SAP systems are running our most critical business processes. SAP security has been increasing over time due to SAP themselves pushing new and more secure products and default configurations with each release. Despite that, SAP systems are increasingly being targeted by attackers, with recent attacks being published in the mainstream news. SAP systems need to be ready for a Forensics analysis, so the big question is: Are your systems prepared to retain the attackers breadcrumbs in the event of an attack? In this talk, we will show novel techniques being used by attackers to avoid being detected during post attack forensic investigations. Vulnerabilities related to anti-forensic techniques will be presented together with their mitigation.
JP leads the Research teams that keeps Onapsis on the cutting-edge of the business-critical application security market.

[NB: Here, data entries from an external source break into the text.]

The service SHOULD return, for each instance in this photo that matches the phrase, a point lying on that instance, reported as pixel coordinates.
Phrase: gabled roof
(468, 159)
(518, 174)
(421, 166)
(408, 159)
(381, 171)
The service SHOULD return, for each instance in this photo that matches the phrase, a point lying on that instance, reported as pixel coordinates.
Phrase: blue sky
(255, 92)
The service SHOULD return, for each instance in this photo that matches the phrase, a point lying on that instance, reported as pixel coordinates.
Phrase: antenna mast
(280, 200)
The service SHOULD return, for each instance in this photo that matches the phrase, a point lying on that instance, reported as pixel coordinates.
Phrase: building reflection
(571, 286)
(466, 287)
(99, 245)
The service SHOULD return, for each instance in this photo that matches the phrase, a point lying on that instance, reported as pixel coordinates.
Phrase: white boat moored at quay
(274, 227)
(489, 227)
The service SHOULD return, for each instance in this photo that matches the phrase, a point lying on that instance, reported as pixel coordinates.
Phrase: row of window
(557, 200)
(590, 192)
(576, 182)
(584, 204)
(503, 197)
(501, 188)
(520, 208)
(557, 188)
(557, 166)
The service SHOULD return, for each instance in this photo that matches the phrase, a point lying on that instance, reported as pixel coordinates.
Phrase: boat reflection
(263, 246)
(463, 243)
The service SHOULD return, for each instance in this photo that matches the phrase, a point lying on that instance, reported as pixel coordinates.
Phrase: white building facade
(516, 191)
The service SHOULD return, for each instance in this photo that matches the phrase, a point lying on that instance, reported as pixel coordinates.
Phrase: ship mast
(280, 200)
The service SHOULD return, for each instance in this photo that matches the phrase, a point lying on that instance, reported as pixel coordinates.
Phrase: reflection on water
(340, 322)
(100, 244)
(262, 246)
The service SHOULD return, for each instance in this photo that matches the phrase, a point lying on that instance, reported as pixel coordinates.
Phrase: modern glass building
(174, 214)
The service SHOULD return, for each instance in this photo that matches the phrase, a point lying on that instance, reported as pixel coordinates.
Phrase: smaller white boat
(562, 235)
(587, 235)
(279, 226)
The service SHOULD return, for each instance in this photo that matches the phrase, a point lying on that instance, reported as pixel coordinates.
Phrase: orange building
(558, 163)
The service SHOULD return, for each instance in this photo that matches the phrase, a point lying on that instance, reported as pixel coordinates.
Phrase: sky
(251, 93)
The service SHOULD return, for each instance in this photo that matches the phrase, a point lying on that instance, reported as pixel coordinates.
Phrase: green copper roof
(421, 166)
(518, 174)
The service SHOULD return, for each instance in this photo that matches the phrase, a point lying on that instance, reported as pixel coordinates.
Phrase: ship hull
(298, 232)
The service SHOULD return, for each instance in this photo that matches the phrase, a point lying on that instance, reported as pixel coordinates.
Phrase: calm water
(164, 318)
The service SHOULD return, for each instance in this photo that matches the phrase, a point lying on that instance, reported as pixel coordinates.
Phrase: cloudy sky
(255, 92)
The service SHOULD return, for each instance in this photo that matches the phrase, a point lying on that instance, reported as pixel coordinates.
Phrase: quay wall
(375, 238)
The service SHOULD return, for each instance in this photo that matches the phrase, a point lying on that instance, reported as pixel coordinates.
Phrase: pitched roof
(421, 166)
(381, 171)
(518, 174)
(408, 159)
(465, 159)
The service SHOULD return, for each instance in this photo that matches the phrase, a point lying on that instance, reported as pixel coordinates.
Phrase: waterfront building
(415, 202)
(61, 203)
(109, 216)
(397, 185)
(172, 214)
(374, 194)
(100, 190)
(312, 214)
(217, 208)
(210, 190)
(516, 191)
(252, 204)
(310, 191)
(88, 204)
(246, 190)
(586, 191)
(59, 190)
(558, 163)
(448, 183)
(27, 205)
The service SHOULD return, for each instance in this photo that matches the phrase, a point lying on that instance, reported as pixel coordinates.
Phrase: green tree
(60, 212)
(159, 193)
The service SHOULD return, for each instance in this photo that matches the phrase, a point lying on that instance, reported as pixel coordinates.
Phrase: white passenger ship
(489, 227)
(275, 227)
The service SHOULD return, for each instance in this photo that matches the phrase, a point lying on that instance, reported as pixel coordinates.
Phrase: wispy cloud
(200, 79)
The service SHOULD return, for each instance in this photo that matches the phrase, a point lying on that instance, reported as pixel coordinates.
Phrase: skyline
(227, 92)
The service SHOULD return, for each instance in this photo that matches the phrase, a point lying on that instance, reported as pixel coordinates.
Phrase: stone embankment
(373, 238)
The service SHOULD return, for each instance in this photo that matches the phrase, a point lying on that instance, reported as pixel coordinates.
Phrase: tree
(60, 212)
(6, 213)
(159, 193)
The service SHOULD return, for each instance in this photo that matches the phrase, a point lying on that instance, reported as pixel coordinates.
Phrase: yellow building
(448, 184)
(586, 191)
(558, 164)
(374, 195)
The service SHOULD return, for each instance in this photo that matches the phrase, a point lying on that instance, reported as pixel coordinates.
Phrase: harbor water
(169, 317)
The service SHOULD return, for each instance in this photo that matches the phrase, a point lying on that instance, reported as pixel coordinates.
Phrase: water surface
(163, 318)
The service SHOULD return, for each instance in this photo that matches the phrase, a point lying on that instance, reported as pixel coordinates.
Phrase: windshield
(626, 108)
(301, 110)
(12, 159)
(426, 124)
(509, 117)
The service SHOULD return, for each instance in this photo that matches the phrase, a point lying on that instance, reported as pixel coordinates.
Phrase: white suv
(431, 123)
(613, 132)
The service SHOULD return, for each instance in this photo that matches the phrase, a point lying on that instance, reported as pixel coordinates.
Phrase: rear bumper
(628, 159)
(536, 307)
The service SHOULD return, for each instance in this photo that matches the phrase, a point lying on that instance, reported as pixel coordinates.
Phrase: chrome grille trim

He is responsible for the design, research and development of Onapsis' innovative software solutions, and helps manage the development of new products as well as the SAP cyber-security research that has garnered critical acclaim for the Onapsis Research Labs. He is regularly invited to speak and host trainings at global industry conferences including Blackhat, HackInTheBox, Troopers, and SAP TechEd/DCODE. Prior to joining Onapsis, Juan Pablo led many Information Security consultancy projects for Companies in Latin America, EE.UU. and Europe. His strongest experience is in the field of Penetration Testing, Web Application Testing, Vulnerabilities Research, Information Security Auditing, and Standards.
Will Vandevanter is a Senior Security Researcher at Onapsis where he focuses on SAP and ERP security. He has discovered and helped SAP AG patch numerous critical vulnerabilities in SAP software and is a regular contributor to the Onapsis SAP Security In-Depth publication. Prior to Onapsis, Will was the Lead Penetration Tester at Rapid7. He has previously spoken at Defcon, OWASP AppSec, SOURCE Barcelona, and a number of other conferences. Will holds a Bachelors Degree in Mathematics and Computer Science from McGill University and Masters Degree in Computer Science with a focus in Secure Software Engineering from James Madison University.